Having devoted my life to trying to reunite with my best friend, I went through hell and back with the yearning for relief, for it to be over and to be free, motivating me nonstop to persevere through all the obstacles that sought to crush my spirit and admit it to be impossible.

Overcoming one impossibility after another, my anticipation for that freedom, a satisfaction of my dreams becoming a reality, never felt so close.

Finally, I was there face to face with that best friend, and although I didn't understand why we had to suffer the hell of separation, I thought I could convince them that whatever it is that was troubling them would not have to keep us apart anymore, we could go back to our adventures like the old days, and even if there is still more to do, at least we could do it together.

"That isn't something in your control."

"I'll show you that it is, just trust me."

"Then let's see you succeed. Goodbye."

"Wait!"

They walk away, disappearing at the blink of an eye. Suddenly a lifetime of sacrifice amounted to being at square one again. I traveled the world in search for them, conquered every sphere, and still, I am out of arms reach.

I was so close to satisfaction, but now I can only be disappointed.

So disappointed that my sigh becomes tears.

I hadn't felt this way in a long time, but I really feel like nothing has changed.

I'm still too weak, I'm still just a dreamer, I'm still without the thing I want most.

Why… why me? I'm the only one ever to suffer like this, this is my suffering alone, and now I am tested again to face the hopeless reality.

I might not even get to get what I want, ever, whether this life or the next, because at this rate I'll just be wanting and wanting but never getting…

I… I'm going home.

What I want isn't to keep moving forward right now, I just want to cry.

(One week later)

Located in a different region, I wonder around having my solemn phase by checking the places I reminisced over my journey. I made many other friends along the way, and seeing them still the same makes me miss being with them, and even more so in my current state.
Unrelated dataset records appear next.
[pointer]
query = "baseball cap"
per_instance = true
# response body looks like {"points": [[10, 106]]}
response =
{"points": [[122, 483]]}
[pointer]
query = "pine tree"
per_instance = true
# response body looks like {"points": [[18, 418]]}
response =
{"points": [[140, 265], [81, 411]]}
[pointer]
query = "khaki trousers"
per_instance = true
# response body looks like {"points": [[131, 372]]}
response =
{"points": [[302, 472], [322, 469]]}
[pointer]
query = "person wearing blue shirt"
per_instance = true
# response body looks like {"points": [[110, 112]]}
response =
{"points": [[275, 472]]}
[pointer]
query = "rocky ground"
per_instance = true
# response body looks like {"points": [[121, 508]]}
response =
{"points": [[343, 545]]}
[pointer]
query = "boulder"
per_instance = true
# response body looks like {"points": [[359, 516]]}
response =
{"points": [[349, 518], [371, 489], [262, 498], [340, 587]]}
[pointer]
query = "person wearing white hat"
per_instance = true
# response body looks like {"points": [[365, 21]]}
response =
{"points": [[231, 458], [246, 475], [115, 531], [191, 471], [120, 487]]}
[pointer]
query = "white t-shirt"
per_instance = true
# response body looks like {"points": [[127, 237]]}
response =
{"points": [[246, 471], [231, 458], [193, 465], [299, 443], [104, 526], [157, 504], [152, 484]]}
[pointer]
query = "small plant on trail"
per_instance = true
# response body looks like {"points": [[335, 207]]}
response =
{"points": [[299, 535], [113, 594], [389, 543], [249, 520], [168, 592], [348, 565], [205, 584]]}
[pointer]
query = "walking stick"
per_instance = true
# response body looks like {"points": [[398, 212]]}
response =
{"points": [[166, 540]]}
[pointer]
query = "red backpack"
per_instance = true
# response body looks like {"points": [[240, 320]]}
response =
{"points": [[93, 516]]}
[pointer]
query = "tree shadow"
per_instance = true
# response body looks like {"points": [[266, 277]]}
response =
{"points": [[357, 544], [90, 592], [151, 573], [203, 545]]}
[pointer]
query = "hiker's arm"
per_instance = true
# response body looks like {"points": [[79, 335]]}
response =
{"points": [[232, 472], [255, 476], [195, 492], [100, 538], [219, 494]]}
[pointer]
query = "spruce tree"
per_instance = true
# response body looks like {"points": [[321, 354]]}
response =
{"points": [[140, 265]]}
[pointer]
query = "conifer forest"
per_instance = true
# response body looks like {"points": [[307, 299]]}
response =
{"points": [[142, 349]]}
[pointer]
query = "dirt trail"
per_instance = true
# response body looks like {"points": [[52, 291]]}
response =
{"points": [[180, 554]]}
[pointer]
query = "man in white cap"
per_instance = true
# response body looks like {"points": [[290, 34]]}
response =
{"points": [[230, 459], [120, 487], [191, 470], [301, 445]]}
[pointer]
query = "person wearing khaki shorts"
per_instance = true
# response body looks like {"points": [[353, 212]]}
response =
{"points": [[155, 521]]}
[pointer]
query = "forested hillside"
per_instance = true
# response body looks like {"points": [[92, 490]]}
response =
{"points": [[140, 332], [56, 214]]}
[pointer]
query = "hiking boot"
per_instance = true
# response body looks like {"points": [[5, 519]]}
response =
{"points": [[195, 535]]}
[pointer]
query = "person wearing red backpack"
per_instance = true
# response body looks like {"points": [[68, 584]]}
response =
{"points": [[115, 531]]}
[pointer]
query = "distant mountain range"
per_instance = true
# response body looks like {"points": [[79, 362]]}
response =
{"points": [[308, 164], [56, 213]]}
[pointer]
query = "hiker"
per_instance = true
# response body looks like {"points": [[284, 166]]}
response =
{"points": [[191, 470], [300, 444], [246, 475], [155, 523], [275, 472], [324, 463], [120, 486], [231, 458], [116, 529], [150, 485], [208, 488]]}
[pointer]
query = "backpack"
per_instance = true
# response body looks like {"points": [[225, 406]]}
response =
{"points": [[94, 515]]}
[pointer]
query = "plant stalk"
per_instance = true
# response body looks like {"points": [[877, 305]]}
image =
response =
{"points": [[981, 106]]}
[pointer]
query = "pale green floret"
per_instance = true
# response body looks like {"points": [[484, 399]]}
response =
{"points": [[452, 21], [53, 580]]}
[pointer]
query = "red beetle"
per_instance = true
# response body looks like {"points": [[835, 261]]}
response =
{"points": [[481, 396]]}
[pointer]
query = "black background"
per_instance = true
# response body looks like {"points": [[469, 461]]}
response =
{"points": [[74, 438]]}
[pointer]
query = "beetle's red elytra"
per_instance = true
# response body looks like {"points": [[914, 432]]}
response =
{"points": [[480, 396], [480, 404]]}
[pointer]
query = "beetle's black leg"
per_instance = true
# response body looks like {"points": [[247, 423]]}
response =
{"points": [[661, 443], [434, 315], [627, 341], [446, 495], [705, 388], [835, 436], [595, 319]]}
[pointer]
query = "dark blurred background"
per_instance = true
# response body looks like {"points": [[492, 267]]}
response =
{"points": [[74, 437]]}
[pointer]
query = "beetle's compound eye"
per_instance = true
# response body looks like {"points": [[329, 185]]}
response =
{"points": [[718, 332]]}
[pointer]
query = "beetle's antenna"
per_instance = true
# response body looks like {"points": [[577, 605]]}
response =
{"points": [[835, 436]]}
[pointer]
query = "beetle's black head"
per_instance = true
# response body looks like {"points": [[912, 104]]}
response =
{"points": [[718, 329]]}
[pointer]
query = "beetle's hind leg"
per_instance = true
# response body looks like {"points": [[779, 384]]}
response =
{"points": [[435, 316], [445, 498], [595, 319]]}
Caught off guard, I am noticed by one of these friends during one of their excursions, changing their flow over to their own missing of me. With a special type of feeling, as if suddenly a holiday event had begun where they are alone with me, their focus and immersion for the day is completely absorbed into their attention towards my presence.
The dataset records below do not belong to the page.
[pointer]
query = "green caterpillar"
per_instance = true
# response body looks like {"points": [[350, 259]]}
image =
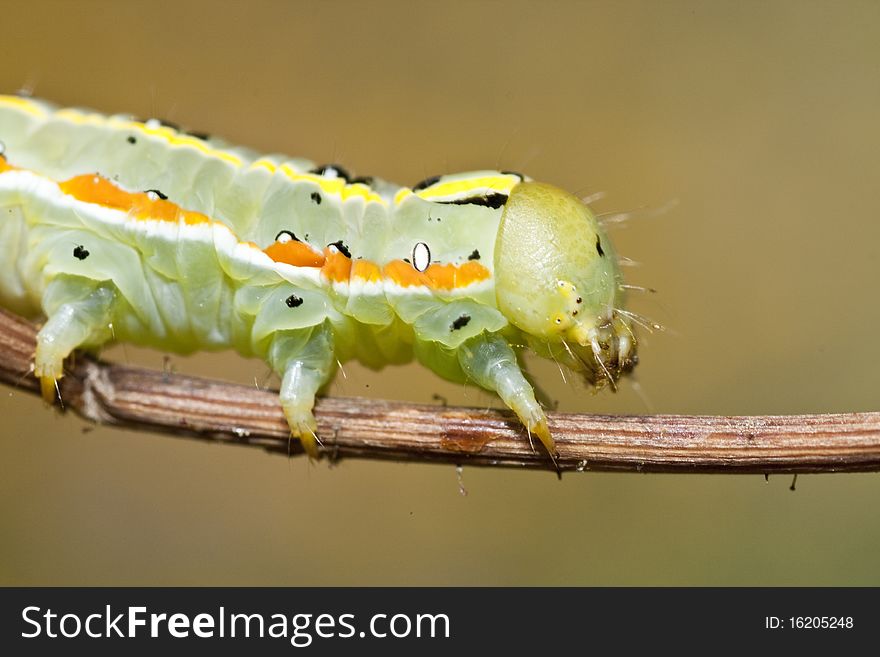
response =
{"points": [[115, 228]]}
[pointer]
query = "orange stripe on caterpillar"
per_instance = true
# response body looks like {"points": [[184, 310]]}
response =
{"points": [[293, 252], [337, 266], [436, 276], [366, 271], [92, 188]]}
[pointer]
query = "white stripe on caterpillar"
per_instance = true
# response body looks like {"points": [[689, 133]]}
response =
{"points": [[181, 242]]}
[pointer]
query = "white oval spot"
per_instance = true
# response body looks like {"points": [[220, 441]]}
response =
{"points": [[421, 256]]}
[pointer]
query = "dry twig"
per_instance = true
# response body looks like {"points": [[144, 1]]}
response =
{"points": [[212, 410]]}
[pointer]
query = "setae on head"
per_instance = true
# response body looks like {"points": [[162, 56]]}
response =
{"points": [[557, 279]]}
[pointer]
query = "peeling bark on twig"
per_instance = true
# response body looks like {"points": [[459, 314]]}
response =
{"points": [[351, 427]]}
"Hey, what's wrong?", they say, having noticed that I'm in a slouched posture, which is never the case.

"Sigh, I lost. It's my loss and mine alone. I would usually feel anxious of the idea of dragging others into my mess, so I would just hide any such problems to prevent more problems. I have no problems, because that would assume that I still have a chance. It's over, I lost. I couldn't even care less about how I look to others, I'm just, sad."

"What happened?", they ask more worried.

"…"

Remaining silent, unable to talk, they suddenly embrace me caringly.

"You haven't lost me. I promise, you'll always have the strength to make your dreams into a reality, because this dream is already here."

I grab their arm and tuck my head in, returning the embrace in this way.

My other friends in this region who were on the same excursion also have their attention grabbed by the situation, and their work day becomes an emergency day for the me who they care for.